Tehillim 114
Thank you for studying l'ilui nishmot Helen Moskovits and Fannie Lehmann. Their legendary kindness supported hundreds of World War 2 sh'erit ha'pleyta. Their profound connection to Tehillim is inspirational to this day. Sponsored by their grandchildren Yitzchok and Barbie Lehmann Siegel.
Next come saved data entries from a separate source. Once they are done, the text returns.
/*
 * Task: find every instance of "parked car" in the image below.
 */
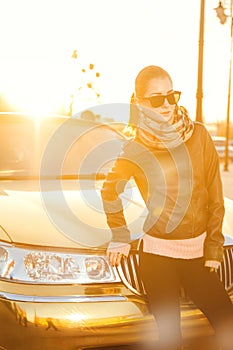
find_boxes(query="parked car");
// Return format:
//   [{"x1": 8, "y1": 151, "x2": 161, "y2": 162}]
[
  {"x1": 0, "y1": 113, "x2": 233, "y2": 350},
  {"x1": 212, "y1": 136, "x2": 233, "y2": 161},
  {"x1": 215, "y1": 145, "x2": 233, "y2": 161}
]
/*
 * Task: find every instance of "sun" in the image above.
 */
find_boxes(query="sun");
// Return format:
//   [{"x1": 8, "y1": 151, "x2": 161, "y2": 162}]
[
  {"x1": 1, "y1": 58, "x2": 75, "y2": 116},
  {"x1": 1, "y1": 54, "x2": 102, "y2": 118}
]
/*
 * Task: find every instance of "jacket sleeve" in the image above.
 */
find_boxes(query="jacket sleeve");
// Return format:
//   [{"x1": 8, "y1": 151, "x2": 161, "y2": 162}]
[
  {"x1": 101, "y1": 155, "x2": 135, "y2": 243},
  {"x1": 203, "y1": 129, "x2": 225, "y2": 262}
]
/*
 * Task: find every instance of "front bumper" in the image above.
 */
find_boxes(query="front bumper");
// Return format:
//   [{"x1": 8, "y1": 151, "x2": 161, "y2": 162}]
[
  {"x1": 0, "y1": 279, "x2": 228, "y2": 350},
  {"x1": 0, "y1": 281, "x2": 156, "y2": 350}
]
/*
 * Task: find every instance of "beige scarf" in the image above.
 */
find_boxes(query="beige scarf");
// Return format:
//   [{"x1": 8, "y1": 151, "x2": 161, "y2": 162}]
[{"x1": 136, "y1": 105, "x2": 194, "y2": 149}]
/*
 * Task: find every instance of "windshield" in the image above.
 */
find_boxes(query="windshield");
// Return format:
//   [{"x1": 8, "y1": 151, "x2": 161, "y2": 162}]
[{"x1": 0, "y1": 114, "x2": 126, "y2": 179}]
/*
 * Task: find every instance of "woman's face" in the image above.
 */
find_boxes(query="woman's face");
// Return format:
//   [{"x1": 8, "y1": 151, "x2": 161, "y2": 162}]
[{"x1": 138, "y1": 76, "x2": 176, "y2": 124}]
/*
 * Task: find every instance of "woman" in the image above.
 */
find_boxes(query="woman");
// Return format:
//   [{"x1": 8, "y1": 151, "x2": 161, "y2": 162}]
[{"x1": 101, "y1": 65, "x2": 233, "y2": 350}]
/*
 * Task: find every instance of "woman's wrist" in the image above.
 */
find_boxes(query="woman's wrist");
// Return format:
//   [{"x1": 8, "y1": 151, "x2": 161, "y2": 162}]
[{"x1": 107, "y1": 242, "x2": 131, "y2": 257}]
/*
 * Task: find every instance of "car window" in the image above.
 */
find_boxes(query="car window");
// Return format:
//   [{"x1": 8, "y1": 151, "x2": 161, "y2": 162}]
[{"x1": 0, "y1": 115, "x2": 127, "y2": 178}]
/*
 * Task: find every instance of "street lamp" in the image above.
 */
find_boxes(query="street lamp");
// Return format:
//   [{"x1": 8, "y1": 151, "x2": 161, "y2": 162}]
[
  {"x1": 215, "y1": 1, "x2": 227, "y2": 23},
  {"x1": 214, "y1": 1, "x2": 233, "y2": 171},
  {"x1": 196, "y1": 0, "x2": 205, "y2": 123}
]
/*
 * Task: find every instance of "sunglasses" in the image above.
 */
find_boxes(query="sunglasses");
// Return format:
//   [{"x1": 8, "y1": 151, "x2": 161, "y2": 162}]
[{"x1": 138, "y1": 91, "x2": 181, "y2": 108}]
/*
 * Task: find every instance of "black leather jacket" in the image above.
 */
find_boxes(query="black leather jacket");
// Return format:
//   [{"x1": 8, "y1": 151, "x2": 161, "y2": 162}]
[{"x1": 101, "y1": 122, "x2": 225, "y2": 262}]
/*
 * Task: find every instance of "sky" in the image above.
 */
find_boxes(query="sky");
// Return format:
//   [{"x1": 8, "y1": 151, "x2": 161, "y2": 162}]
[{"x1": 0, "y1": 0, "x2": 232, "y2": 123}]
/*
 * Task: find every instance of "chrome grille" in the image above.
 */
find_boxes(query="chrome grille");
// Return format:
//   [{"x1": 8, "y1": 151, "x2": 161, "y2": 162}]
[
  {"x1": 117, "y1": 250, "x2": 146, "y2": 297},
  {"x1": 118, "y1": 245, "x2": 233, "y2": 297},
  {"x1": 218, "y1": 245, "x2": 233, "y2": 292}
]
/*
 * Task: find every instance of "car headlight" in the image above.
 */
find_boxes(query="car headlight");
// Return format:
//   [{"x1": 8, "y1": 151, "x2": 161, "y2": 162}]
[{"x1": 0, "y1": 243, "x2": 120, "y2": 284}]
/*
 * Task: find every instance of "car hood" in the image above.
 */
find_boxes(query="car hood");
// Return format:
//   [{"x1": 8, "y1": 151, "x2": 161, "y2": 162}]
[
  {"x1": 0, "y1": 179, "x2": 145, "y2": 249},
  {"x1": 2, "y1": 179, "x2": 231, "y2": 249}
]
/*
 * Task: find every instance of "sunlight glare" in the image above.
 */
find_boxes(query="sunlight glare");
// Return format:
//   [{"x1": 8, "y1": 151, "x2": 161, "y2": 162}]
[
  {"x1": 2, "y1": 58, "x2": 74, "y2": 117},
  {"x1": 0, "y1": 0, "x2": 232, "y2": 122}
]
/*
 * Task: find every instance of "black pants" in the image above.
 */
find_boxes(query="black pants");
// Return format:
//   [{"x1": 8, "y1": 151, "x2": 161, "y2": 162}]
[{"x1": 139, "y1": 252, "x2": 233, "y2": 350}]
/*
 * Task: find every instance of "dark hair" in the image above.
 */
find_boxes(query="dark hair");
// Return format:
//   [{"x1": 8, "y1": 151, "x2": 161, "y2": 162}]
[
  {"x1": 127, "y1": 66, "x2": 173, "y2": 131},
  {"x1": 135, "y1": 65, "x2": 172, "y2": 97}
]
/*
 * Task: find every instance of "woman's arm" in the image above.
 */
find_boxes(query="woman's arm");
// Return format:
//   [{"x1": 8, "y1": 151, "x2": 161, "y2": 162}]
[
  {"x1": 101, "y1": 155, "x2": 137, "y2": 266},
  {"x1": 203, "y1": 129, "x2": 225, "y2": 262},
  {"x1": 101, "y1": 156, "x2": 135, "y2": 243}
]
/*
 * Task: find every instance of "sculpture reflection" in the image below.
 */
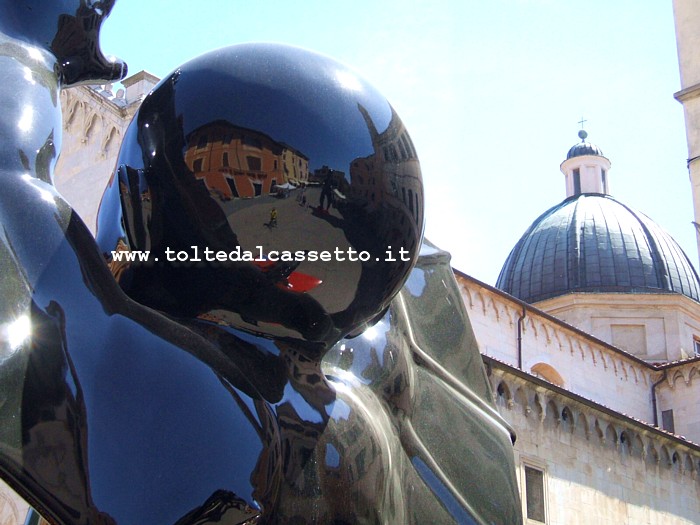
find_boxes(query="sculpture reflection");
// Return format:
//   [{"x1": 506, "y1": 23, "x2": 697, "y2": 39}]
[
  {"x1": 97, "y1": 47, "x2": 424, "y2": 351},
  {"x1": 94, "y1": 44, "x2": 521, "y2": 524},
  {"x1": 184, "y1": 122, "x2": 298, "y2": 200},
  {"x1": 0, "y1": 3, "x2": 521, "y2": 523}
]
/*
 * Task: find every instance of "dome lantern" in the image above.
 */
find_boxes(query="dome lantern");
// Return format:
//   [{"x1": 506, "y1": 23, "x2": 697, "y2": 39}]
[{"x1": 560, "y1": 130, "x2": 611, "y2": 198}]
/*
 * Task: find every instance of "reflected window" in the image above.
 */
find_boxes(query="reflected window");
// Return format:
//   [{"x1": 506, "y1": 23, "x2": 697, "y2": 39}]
[
  {"x1": 355, "y1": 449, "x2": 366, "y2": 476},
  {"x1": 524, "y1": 465, "x2": 546, "y2": 523},
  {"x1": 415, "y1": 193, "x2": 420, "y2": 224},
  {"x1": 193, "y1": 158, "x2": 203, "y2": 173},
  {"x1": 225, "y1": 178, "x2": 239, "y2": 198},
  {"x1": 247, "y1": 156, "x2": 262, "y2": 171},
  {"x1": 397, "y1": 140, "x2": 408, "y2": 160},
  {"x1": 243, "y1": 135, "x2": 262, "y2": 149},
  {"x1": 400, "y1": 134, "x2": 413, "y2": 159},
  {"x1": 406, "y1": 133, "x2": 417, "y2": 157},
  {"x1": 222, "y1": 152, "x2": 229, "y2": 168},
  {"x1": 325, "y1": 443, "x2": 340, "y2": 469}
]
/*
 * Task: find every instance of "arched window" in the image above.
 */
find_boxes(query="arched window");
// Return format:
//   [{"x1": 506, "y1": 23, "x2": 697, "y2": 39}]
[{"x1": 530, "y1": 363, "x2": 565, "y2": 387}]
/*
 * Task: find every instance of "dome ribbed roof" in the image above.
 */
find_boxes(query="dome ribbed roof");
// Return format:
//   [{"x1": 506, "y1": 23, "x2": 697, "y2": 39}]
[
  {"x1": 566, "y1": 141, "x2": 604, "y2": 159},
  {"x1": 496, "y1": 194, "x2": 700, "y2": 303}
]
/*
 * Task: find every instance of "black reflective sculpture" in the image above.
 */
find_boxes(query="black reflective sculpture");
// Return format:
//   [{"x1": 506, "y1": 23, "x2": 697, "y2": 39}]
[
  {"x1": 0, "y1": 2, "x2": 522, "y2": 524},
  {"x1": 97, "y1": 44, "x2": 424, "y2": 352}
]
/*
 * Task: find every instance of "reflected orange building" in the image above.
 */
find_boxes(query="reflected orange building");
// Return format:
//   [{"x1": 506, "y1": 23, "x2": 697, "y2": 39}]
[{"x1": 185, "y1": 121, "x2": 309, "y2": 199}]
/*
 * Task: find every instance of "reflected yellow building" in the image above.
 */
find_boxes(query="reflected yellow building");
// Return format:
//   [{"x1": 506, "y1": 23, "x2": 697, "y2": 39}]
[{"x1": 280, "y1": 143, "x2": 310, "y2": 185}]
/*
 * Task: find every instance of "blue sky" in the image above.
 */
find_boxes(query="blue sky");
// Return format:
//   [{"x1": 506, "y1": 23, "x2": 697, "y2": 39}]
[{"x1": 100, "y1": 1, "x2": 693, "y2": 285}]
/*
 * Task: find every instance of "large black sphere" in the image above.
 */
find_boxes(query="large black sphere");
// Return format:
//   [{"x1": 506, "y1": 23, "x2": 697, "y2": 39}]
[{"x1": 97, "y1": 43, "x2": 424, "y2": 350}]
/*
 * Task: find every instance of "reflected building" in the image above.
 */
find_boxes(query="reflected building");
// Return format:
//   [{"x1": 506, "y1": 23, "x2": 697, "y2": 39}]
[
  {"x1": 185, "y1": 121, "x2": 294, "y2": 199},
  {"x1": 280, "y1": 143, "x2": 310, "y2": 186},
  {"x1": 337, "y1": 104, "x2": 424, "y2": 307},
  {"x1": 354, "y1": 105, "x2": 421, "y2": 214},
  {"x1": 310, "y1": 165, "x2": 345, "y2": 186},
  {"x1": 351, "y1": 104, "x2": 422, "y2": 256}
]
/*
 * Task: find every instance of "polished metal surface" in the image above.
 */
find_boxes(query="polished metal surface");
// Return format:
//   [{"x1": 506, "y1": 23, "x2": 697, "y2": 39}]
[
  {"x1": 96, "y1": 44, "x2": 424, "y2": 351},
  {"x1": 0, "y1": 0, "x2": 126, "y2": 88},
  {"x1": 0, "y1": 4, "x2": 521, "y2": 524}
]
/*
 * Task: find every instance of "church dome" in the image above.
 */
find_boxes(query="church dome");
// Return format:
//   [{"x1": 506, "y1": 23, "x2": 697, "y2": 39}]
[
  {"x1": 566, "y1": 129, "x2": 604, "y2": 159},
  {"x1": 496, "y1": 194, "x2": 700, "y2": 303},
  {"x1": 566, "y1": 141, "x2": 604, "y2": 159}
]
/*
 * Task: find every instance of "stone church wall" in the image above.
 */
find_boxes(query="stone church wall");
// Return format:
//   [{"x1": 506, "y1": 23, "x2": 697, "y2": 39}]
[
  {"x1": 54, "y1": 73, "x2": 158, "y2": 232},
  {"x1": 457, "y1": 273, "x2": 657, "y2": 423},
  {"x1": 490, "y1": 363, "x2": 700, "y2": 524}
]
Flint Stone. Meet the Flint Stone.
When Israel left Egypt, a foreign land whose language they did not adopt, G-d selected the Tribe of Judah for a position of prominence. (This was based largely on the actions of Nachshon ben Aminadav, leader of the Tribe, who placed his trust in G-d and led the charge into the Red Sea.) At the Red Sea, Israel left Egyptian servitude and started reporting exclusively to G-d. The Red Sea split, just as the Jordan would later do in the time of Joshua (see Joshua chapter 3). When G-d gave the Torah, the mountains around Sinai trembled. David asks what made the sea, the Jordan and the mountains act this way. It was because they were in awe of G-d, Who is Master of the entire world! G-d brings water from rocks, as He did for the Jews in the wilderness; He will likewise turn stones of flint into fountains of water.
The phrase for a nation that speaks a different language (referring to Egypt) is Me'am Loez. The phrase was used for an 18th-century commentary on Tanach by Rabbi Yaakov Culi, which was written in Ladino (and is the best-known work in that language).